# Server 2008 - can't replace boot disk



## Hazze99 (Dec 15, 2013)

A few years ago, I installed Server 2008 R2 on a HP Pavilion d4000. It still works fine, but as a precaution, I recently started to replace some of the drives. The boot disk is an old Seagate Barracuda ST3250823AS (data sheet is here: http://www.seagate.com/support/disc/manuals/sata/cuda72008_sata_pm.pdf - I think it's a SATA-I drive). The new drive is a WDC 1TB SATA-III drive - I've used the same model to replace a few other drives without any problems. However, when I try to replace the boot drive (regardless if I clone the old drive using Clonezilla or if I restore from a backup to the new drive), windows won't start correctly. It loads all drivers etc but cracshes just before the "Applying computer settings" screen (the arrow cursor becomes visible for a few seconds before the computer restarts). Same thing with safe mood.

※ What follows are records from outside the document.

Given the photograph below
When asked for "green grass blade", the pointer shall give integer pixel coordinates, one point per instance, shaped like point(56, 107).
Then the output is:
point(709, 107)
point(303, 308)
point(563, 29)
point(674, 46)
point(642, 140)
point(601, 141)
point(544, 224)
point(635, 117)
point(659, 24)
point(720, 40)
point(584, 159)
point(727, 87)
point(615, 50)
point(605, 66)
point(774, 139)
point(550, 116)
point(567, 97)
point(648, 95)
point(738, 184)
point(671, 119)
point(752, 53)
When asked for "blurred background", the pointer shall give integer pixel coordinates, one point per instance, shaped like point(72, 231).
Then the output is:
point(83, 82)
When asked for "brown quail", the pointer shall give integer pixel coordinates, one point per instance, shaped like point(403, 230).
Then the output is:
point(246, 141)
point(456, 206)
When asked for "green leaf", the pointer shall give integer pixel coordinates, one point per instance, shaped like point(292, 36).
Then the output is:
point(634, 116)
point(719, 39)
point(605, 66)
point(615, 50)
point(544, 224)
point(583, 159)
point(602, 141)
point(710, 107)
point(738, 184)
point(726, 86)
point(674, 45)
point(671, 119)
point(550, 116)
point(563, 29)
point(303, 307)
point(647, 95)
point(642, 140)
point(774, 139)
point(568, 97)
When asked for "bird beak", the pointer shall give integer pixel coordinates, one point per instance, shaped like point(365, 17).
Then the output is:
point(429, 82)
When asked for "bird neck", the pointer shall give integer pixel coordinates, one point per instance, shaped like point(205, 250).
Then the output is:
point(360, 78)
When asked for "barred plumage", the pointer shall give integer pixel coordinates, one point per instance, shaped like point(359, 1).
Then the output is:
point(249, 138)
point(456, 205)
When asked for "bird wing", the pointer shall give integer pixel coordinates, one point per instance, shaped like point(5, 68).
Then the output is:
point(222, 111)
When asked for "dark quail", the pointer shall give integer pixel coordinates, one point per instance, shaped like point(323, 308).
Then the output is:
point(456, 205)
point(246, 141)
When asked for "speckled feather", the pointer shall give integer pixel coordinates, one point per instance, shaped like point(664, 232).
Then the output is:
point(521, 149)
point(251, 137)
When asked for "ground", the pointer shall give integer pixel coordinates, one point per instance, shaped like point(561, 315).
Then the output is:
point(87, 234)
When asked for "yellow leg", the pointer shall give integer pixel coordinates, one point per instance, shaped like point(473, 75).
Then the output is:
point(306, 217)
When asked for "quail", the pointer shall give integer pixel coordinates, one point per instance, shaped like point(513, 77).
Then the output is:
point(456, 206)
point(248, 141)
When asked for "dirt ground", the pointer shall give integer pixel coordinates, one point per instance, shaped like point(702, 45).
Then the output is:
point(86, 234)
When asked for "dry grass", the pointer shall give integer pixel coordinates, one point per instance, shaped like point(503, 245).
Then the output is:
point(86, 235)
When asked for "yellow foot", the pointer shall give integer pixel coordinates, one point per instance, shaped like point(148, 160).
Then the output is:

Any suggestions? All help is much appriciated!


----------



## srhoades (May 15, 2003)

Boot from the Server disc and try a repair. It should correct any boot issues.


----------



## SunnyWilson (Oct 24, 2013)

is this a fresh install you are doing? how many disks are there in the system?
also if you try the repair try to see if there is a specific driver for your disk.


----------